A Varian Inova 600 MHz two-channel spectrometer with a variable temperature unit was used in conjunction with a Varian two-channel inverse detection probe with z-gradients and a variable temperature capacity to collect NMR data. We collected 1D spectra and COSY and TOCSY data with the proton channel and the HSQC and HMBC used 1H and 13C channels. The samples were allowed at least 5 min to equilibrate at the probe temperature of 25 °C. After this time, the probe was tuned, shimmed, and the 90-degree pulse measured. Utilizing the new pulse information, several short proton spectra with a 2 s relaxation delay were acquired with different pulse angles to assure the spectra would be quantitative. The water suppression technique was pre-saturation.

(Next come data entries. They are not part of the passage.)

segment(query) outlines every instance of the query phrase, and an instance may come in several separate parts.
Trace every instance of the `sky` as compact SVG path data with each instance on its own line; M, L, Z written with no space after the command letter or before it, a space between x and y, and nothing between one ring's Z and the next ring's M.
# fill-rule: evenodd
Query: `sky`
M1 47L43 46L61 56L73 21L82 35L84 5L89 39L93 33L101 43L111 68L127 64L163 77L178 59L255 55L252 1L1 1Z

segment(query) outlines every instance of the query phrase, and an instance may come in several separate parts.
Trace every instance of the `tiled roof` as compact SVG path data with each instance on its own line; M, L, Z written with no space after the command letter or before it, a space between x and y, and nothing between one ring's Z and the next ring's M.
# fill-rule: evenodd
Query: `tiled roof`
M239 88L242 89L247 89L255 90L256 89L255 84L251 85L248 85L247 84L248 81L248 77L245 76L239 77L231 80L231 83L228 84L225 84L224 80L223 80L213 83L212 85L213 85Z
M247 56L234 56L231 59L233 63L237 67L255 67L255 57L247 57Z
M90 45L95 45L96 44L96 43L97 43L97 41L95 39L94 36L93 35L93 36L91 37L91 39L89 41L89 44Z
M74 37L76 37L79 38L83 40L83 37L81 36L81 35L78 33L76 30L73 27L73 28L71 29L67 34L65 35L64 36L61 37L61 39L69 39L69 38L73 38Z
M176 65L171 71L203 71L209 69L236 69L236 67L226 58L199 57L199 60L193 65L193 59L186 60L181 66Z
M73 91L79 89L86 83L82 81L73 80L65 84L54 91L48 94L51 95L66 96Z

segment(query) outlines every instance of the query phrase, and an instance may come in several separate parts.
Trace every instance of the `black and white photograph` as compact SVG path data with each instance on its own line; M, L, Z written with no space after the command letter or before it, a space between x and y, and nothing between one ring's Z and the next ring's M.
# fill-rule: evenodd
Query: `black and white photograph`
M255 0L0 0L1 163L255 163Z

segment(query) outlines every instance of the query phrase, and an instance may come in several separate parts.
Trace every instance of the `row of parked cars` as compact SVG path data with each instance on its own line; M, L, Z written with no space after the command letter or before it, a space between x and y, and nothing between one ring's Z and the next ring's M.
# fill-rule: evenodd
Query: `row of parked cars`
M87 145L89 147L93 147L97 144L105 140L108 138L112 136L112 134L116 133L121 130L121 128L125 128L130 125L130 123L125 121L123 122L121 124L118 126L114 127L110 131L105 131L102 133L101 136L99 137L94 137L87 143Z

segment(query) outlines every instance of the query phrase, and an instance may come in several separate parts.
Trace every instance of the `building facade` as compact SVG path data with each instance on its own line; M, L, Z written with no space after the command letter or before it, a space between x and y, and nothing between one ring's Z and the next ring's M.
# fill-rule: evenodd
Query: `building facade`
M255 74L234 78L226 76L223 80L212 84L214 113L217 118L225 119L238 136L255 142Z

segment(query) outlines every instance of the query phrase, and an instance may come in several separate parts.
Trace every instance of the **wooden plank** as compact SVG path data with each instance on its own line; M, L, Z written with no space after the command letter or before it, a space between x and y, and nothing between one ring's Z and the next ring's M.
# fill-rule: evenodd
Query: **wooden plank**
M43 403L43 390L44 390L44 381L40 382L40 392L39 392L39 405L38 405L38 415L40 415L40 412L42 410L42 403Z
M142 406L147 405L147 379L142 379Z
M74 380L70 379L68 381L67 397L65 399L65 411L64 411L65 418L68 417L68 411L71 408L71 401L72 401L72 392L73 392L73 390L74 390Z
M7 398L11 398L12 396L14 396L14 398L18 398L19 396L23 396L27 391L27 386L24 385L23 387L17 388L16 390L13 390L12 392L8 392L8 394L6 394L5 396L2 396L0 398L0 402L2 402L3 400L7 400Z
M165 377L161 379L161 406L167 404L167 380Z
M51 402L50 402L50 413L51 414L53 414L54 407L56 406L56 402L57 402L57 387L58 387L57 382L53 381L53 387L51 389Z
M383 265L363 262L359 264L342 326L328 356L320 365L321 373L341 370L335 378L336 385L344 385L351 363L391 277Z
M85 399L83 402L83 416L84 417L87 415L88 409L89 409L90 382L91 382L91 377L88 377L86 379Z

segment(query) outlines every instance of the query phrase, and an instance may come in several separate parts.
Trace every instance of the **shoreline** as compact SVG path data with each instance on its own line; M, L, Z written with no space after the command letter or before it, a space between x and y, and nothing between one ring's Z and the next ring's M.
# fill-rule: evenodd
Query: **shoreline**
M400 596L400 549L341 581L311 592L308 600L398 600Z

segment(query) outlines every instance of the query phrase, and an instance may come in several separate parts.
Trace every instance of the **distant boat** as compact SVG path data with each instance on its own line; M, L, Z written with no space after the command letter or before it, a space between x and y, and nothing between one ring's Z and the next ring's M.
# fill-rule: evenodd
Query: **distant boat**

Furthermore, 1D analyses of polar fractions were run at a frequency of 599.69 MHz and temperature of 29 °C due to room cooling difficulties, with a sweep width of 7200 Hz. The total acquisition time was 45 min and 25 s with 256 scans. The non-polar fractions were analyzed at the same frequency and sweep width but at 25 °C, 32 scans, and the total acquisition time was 7 min and 46 s. In addition, 2D spectra including COSY, TOCSY, HSQC, and HMBC were acquired for one polar sample and one non-polar sample for further identification of the metabolites present. Polar COSY was run for 3 h with a sweep width of 7200 Hz and 128 increments, TOCSY was run for 3 h and 30 min with a sweep width of 7200 Hz and 256 increments, HSQC was run for 12 h and 30 min with a sweep width of 7200 Hz and 256 increments, and HMBC was run for 21 h and 30 min with a sweep width of 7200 Hz and 128 transients. Non-polar COSY was run for 21 min with a sweep width of 7200 Hz and 128 increments, TOCSY was run for 2 h and 30 min with a sweet width 7200 Hz and 256 increments, HSQC was run for 11 h with a sweep width of 9608 Hz and 256 increments, and HMBC was run for 11 h and 20 min with a sweep width of 7200 Hz and 256 increments.

4.4. Data Analysis

NMR data was examined using an ACD labs 12.0 1D NMR processor (Advanced Chemistry Development, Toronto, Ont, Canada). The spectral processing protocol used included zero-filling each spectrum to 16,000 points and Fourier transformation. Automatic phasing and baseline adjustments were used with additional adjustments to baseline by hand for polar spectra. All spectra were then referenced to the TSP peak at 0 ppm (Hz/MHz). Metabolites were also identified using the Human Metabolome Database (HMDB) and additional literature sources for comparisons. The 2D spectra collected verified identifications from the HMDB and the previous literature. Unknown peaks that could not be accurately identified could be hypothesized to be aromatic rings through TOCSY and HMBC. The HMBC spectra also helped with identifying metabolites with acid groups such as the amino acids or lactate. The TOCSY spectra provided clear connections to determine α- and β-glucose peaks despite significant overlap on the 1D spectra.